During the Duke and Duchess of Sussex’s tour of Australia, Fiji, Tonga and New Zealand, royal fans have been keeping tabs on Meghan Markle’s fashion choices.
And many would say that the outfit she chose for the state dinner on her and Prince Harry’s first night in Fiji, was her most striking look yet. The 37-year-old wore a stunning $2,000 blue caped gown, by London-based label SAFiyAA.
While she was wearing some statement diamond earrings, you couldn’t help but notice the mum-to-be went without a tiara for the dinner.
The reason the Duchess did not wear a tiara, was simply down to royal custom – it wasn’t an appropriate event for Meghan to be donning one at the dinner in Fiji.
Wearing a tiara to a formal occasion is only permissible if the event is classed as a white tie event, but the state dinner in Fiji for Harry and Meghan was only black tie, according to Hello! magazine.
This is why on the same night, at the State Banquet for the King and Queen of the Netherlands, royal fans saw the Duchess of Cambridge wearing the Cambridge Lover’s Knot tiara, which once belonged to Princess Diana.

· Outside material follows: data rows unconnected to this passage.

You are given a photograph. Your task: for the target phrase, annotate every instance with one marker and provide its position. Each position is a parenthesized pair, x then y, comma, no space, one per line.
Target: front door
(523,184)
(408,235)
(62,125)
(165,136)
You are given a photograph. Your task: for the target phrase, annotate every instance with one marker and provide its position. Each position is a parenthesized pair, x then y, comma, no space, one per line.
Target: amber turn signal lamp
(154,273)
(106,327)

At black tie events, female members of the royal family wear a mid-length or floor length dress, whilst male members wear a tuxedo with a white shirt.

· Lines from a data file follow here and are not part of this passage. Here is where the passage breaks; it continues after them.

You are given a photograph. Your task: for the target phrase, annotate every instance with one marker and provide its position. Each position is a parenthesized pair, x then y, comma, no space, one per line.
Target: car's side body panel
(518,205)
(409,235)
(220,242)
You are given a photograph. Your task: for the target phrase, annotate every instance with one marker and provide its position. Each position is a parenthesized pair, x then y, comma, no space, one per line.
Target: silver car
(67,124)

At white tie events, women in the royal family wear floor length evening gowns paired with a tiara, and male members would don their military uniform or an evening suit.
Rules Meghan and Kate have to follow when wearing a tiara
There are two important rules both Kate Middleton and Meghan Markle have to follow when wearing one of the palace’s crown jewels; a tiara.
Etiquette expert Grant Harrold, who is also known as The Royal Butler, told Yahoo Style UK that diamond tiaras can only be worn after 6pm for evening events, and are typically reserved for married women.
Before marrying into the royal family, we never saw Kate or Meghan wearing a tiara in public.
“For married ladies, it was a sign of status and would show you were taken and not looking for a husband,” Grant explained.
“For the gentleman, it was a clear sign not to make advances toward the lady in question.”
The Duchess of Cambridge wore the Cartier Halo tiara on her wedding day in April 2011, while the Duchess of Sussex donned Queen Mary’s diamond bandeau headpiece when she wed Prince Harry in May earlier this year.
Those were the only exceptions to the 6pm rule, and at all other times we’ve seen Kate in a tiara have been after dark for formal occasions such as official state dinners and balls.
We’re yet to see Meghan don one for a second time.
However, that may change tonight as the Duke and Duchess of Sussex are due to attend an official reception and dinner with King Tupou VI and Queen Nanasipauʻu of Tonga.